The article makes a strong case that ABM needs a makeover. But the real game-changer for anyone in B2B sales is the rise of buying groups—larger, more diverse decision-making teams that are reshaping how purchase decisions are made.

Unlike the smaller, more centralized buying committees of the past, today’s B2B buying groups are bigger, more diverse, and spread across the organization. Stakeholders span departments, roles, and even regions—each expecting tailored engagement that speaks to their unique needs. To make things harder, they research differently. Some rely on digital channels, others prefer industry events, podcasts, or peer recommendations. Reaching and aligning them all? It’s a bit like herding cats.

2 Key Shifts to Reach Today’s B2B Buying Groups

So, what’s a B2B marketer to do? The solution consists of two big shifts to keep pace with buying group behavior:

• From niche to broad-based reach. You can’t depend on buyers consuming content in the same few places anymore. Brand awareness needs to stretch across multiple channels—because today’s buying groups expect to find information everywhere they look.
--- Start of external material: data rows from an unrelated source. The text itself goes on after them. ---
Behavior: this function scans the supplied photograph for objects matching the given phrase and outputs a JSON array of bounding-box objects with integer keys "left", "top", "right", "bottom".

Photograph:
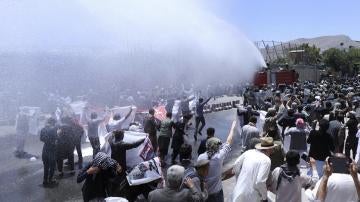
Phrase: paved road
[{"left": 0, "top": 97, "right": 242, "bottom": 202}]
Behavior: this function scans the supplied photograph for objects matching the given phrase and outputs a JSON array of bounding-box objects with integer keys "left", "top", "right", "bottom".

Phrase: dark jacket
[
  {"left": 144, "top": 116, "right": 159, "bottom": 135},
  {"left": 40, "top": 125, "right": 57, "bottom": 157},
  {"left": 307, "top": 130, "right": 335, "bottom": 161},
  {"left": 109, "top": 135, "right": 145, "bottom": 171},
  {"left": 148, "top": 187, "right": 200, "bottom": 202},
  {"left": 76, "top": 163, "right": 116, "bottom": 202},
  {"left": 72, "top": 123, "right": 85, "bottom": 144},
  {"left": 171, "top": 122, "right": 186, "bottom": 149},
  {"left": 56, "top": 124, "right": 75, "bottom": 157}
]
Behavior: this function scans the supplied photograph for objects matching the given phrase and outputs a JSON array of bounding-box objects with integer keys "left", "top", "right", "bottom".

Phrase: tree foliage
[{"left": 322, "top": 48, "right": 360, "bottom": 74}]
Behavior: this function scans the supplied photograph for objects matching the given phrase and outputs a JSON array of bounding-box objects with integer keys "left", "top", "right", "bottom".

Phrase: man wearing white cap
[{"left": 232, "top": 137, "right": 276, "bottom": 202}]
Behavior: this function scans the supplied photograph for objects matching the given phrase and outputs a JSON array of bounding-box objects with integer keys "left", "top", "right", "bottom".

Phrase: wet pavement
[{"left": 0, "top": 96, "right": 243, "bottom": 202}]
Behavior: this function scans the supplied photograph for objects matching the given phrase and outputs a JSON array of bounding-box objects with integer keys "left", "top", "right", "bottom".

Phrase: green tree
[
  {"left": 322, "top": 48, "right": 348, "bottom": 73},
  {"left": 346, "top": 48, "right": 360, "bottom": 73},
  {"left": 300, "top": 44, "right": 321, "bottom": 64},
  {"left": 290, "top": 43, "right": 321, "bottom": 65}
]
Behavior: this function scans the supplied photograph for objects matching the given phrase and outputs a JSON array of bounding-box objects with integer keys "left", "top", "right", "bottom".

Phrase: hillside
[
  {"left": 287, "top": 35, "right": 360, "bottom": 51},
  {"left": 256, "top": 35, "right": 360, "bottom": 62}
]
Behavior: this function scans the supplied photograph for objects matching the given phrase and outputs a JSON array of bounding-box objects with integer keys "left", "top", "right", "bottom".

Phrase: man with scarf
[
  {"left": 77, "top": 152, "right": 122, "bottom": 202},
  {"left": 268, "top": 150, "right": 319, "bottom": 202},
  {"left": 197, "top": 121, "right": 238, "bottom": 202}
]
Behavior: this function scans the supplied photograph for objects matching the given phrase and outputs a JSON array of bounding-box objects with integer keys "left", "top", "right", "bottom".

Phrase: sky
[
  {"left": 0, "top": 0, "right": 360, "bottom": 47},
  {"left": 205, "top": 0, "right": 360, "bottom": 41}
]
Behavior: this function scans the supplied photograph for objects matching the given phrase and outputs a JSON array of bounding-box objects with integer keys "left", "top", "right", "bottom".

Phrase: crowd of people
[{"left": 14, "top": 78, "right": 360, "bottom": 202}]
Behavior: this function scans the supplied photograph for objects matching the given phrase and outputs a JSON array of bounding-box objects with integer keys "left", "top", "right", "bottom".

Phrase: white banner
[
  {"left": 100, "top": 131, "right": 155, "bottom": 167},
  {"left": 126, "top": 157, "right": 162, "bottom": 186}
]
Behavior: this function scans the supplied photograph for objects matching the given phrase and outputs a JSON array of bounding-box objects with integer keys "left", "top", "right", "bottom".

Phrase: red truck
[{"left": 253, "top": 69, "right": 299, "bottom": 87}]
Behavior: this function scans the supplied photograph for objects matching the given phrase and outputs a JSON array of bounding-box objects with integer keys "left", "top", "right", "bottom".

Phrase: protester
[
  {"left": 148, "top": 165, "right": 200, "bottom": 202},
  {"left": 184, "top": 159, "right": 210, "bottom": 202},
  {"left": 269, "top": 150, "right": 319, "bottom": 202},
  {"left": 171, "top": 115, "right": 191, "bottom": 164},
  {"left": 179, "top": 144, "right": 193, "bottom": 171},
  {"left": 237, "top": 105, "right": 260, "bottom": 127},
  {"left": 106, "top": 106, "right": 133, "bottom": 132},
  {"left": 56, "top": 117, "right": 75, "bottom": 177},
  {"left": 306, "top": 154, "right": 360, "bottom": 202},
  {"left": 194, "top": 97, "right": 211, "bottom": 141},
  {"left": 87, "top": 112, "right": 104, "bottom": 158},
  {"left": 327, "top": 113, "right": 345, "bottom": 153},
  {"left": 77, "top": 152, "right": 123, "bottom": 202},
  {"left": 278, "top": 109, "right": 296, "bottom": 140},
  {"left": 241, "top": 116, "right": 260, "bottom": 151},
  {"left": 40, "top": 118, "right": 57, "bottom": 187},
  {"left": 198, "top": 121, "right": 237, "bottom": 202},
  {"left": 307, "top": 119, "right": 335, "bottom": 176},
  {"left": 108, "top": 130, "right": 145, "bottom": 172},
  {"left": 262, "top": 108, "right": 282, "bottom": 141},
  {"left": 231, "top": 137, "right": 276, "bottom": 202},
  {"left": 198, "top": 127, "right": 215, "bottom": 155},
  {"left": 71, "top": 120, "right": 85, "bottom": 169},
  {"left": 144, "top": 109, "right": 159, "bottom": 152},
  {"left": 345, "top": 111, "right": 359, "bottom": 158},
  {"left": 158, "top": 112, "right": 175, "bottom": 166},
  {"left": 15, "top": 109, "right": 29, "bottom": 158},
  {"left": 285, "top": 118, "right": 310, "bottom": 153}
]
• From list-building to platform diversity. Email and like-minded communities are still useful, but they’re not enough. Marketers must meet buyers where they already are—whether that’s podcasts, social channels, webinars, or even connected TV.

These shifts may sound simple, but they represent a major departure from the old way of doing ABM. Closing the “consensus gap”—engaging not just one or two contacts but the full buying group—requires a broader, multi-threaded strategy. The good news: you don’t have to do it all at once. Take a breath, map out your priorities, and tackle this challenge one step at a time.